Reportagem TSF. As memórias não conseguem ficar adormecidas na Ribeira Seca
Crise sísmica nos Açores

Reportagem TSF. As memórias não conseguem ficar adormecidas na Ribeira Seca

A TSF encontrou o dia-a-dia de uma freguesia, no concelho da Calheta, onde o cultivo da terra é a principal ocupação. Apesar da zona de maior risco estar a quase 30 km de distância, as memórias de um passado em que a terra tremeu continuam bem vivas.

Os dois baldes que traz nas mãos estão cheios de batata-doce. É na Ribeira Seca, uma das maiores freguesias da ilha de São Jorge, que encontramos José Constantino. De todos os lados, vislumbra-se os campos verdes de perder de vista, habitados pelas vacas, que vão mugindo e pintando o som do silêncio das redondezas.

De galochas e baldes em punho, depois de umas boas horas de trabalho, o jorgense concentra esforços no quintal que tem mesmo ao lado de casa. Vemo-lo numa das ruas mais estreitas da freguesia, a tratar da horta e tentar manter a normalidade. Ali mesmo ao lado, em casa, José tem o pai ao seu cuidado que, com 101 anos de idade, veio do lar em Velas para a casa do filho, onde está mais protegido face ao que pode acontecer. Mas as memórias dos sismos ficam mais vivas nesta altura.

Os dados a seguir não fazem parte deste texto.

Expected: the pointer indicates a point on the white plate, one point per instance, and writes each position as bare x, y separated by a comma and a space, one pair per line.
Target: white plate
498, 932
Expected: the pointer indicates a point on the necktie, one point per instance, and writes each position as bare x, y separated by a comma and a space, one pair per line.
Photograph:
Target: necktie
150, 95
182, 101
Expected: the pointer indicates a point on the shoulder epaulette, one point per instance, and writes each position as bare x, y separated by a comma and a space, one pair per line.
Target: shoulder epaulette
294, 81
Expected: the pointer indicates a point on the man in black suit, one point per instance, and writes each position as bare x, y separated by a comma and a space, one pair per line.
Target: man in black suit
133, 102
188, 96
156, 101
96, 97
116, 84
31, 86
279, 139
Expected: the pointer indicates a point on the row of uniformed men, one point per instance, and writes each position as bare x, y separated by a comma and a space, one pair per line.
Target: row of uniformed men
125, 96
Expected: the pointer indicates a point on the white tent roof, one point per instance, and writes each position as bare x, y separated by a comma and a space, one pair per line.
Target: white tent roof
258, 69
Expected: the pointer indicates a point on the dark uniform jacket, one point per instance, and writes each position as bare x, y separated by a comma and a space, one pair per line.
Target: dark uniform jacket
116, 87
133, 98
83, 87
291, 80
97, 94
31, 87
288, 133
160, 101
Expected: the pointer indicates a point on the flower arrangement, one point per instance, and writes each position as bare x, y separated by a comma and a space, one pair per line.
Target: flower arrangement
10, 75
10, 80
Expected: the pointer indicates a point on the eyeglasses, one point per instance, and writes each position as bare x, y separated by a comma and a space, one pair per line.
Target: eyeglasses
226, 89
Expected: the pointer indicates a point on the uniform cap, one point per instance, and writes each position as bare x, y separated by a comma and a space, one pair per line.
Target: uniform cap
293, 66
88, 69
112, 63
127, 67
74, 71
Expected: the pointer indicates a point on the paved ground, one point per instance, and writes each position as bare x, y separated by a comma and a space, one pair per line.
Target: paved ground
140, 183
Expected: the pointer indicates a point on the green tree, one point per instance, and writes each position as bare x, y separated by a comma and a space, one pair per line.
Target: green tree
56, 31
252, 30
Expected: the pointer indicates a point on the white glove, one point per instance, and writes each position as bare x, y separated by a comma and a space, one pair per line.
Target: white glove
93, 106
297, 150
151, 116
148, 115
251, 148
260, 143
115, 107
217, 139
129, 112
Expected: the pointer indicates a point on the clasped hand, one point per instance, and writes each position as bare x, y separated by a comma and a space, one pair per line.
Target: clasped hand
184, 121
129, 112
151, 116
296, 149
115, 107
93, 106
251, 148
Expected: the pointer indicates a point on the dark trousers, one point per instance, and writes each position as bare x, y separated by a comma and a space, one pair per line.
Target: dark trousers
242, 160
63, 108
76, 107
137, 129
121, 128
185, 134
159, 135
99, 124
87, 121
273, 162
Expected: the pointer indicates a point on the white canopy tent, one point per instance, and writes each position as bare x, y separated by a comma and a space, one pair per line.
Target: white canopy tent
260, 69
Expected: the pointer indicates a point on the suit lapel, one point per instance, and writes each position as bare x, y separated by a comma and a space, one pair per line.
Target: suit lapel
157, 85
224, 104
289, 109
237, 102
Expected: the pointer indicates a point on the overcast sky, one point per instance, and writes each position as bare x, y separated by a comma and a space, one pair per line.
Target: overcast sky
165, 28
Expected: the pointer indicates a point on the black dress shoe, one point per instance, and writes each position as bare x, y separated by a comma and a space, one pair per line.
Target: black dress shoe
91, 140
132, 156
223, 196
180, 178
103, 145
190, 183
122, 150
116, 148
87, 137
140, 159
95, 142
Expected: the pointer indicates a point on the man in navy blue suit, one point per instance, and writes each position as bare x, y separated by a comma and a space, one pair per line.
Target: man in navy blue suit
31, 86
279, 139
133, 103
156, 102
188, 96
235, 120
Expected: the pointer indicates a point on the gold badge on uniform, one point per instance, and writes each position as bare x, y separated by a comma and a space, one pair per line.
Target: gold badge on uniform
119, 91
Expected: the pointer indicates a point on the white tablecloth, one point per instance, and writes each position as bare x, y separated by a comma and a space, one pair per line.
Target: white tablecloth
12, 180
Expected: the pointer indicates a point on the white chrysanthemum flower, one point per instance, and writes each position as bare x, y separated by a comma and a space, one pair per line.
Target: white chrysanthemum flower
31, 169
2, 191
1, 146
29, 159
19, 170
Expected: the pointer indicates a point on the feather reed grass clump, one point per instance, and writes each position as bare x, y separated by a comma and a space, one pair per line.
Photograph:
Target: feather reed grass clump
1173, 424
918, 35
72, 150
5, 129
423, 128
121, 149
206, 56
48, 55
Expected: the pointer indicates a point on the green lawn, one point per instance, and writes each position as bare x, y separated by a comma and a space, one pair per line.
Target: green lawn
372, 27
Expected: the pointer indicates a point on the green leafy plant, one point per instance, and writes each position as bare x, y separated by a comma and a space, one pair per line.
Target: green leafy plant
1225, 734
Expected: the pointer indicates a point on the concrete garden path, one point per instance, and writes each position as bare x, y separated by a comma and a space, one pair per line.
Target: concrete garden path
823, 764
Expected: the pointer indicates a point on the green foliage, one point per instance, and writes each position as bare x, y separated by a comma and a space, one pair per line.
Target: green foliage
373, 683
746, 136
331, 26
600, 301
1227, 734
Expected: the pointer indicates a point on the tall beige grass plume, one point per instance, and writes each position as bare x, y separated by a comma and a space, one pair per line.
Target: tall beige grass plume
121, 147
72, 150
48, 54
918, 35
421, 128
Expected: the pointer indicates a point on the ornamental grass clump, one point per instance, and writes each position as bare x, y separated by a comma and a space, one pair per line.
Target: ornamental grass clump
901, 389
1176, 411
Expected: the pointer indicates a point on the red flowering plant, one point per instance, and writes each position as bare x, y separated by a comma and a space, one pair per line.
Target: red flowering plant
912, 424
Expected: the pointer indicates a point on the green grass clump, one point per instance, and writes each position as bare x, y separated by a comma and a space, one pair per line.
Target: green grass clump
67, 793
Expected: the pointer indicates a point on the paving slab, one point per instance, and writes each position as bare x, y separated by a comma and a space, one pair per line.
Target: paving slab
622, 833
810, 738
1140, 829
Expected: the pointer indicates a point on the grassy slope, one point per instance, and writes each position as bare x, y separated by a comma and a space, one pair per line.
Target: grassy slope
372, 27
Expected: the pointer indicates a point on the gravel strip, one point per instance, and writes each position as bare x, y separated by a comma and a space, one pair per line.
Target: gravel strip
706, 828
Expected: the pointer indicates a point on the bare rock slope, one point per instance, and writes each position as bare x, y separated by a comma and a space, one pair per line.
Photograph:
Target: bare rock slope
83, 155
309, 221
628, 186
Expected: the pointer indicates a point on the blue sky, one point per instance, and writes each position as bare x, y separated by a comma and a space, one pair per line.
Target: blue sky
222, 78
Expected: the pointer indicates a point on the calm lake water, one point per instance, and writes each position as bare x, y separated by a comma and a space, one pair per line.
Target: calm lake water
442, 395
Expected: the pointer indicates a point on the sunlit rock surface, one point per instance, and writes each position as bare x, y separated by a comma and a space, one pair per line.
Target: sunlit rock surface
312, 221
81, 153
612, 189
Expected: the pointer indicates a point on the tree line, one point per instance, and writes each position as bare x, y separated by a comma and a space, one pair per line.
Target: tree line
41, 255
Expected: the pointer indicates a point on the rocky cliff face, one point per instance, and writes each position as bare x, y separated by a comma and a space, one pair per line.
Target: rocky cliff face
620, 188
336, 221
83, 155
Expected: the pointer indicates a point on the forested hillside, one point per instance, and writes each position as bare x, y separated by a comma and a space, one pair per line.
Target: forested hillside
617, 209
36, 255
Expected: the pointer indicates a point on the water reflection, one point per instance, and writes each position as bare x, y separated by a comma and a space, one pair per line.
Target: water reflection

Paula também tem também uma data bem marcada na memória. Tinha apenas três anos, mas lembra-se bem do sismo que abalou a ilha no primeiro dia de 1980. "A família estava toda reunida na casa da minha avó. Estava com uma amiga, e quando começou tudo a tremer virei-me para ela e disse que a casa estava a achar piada, que também estava a rir", conta. Até ao dia de hoje já sentiu mais sismos, e a maturidade que vem com a idade permite-lhe agora perceber exatamente quando pode estar para chegar mais um abalo.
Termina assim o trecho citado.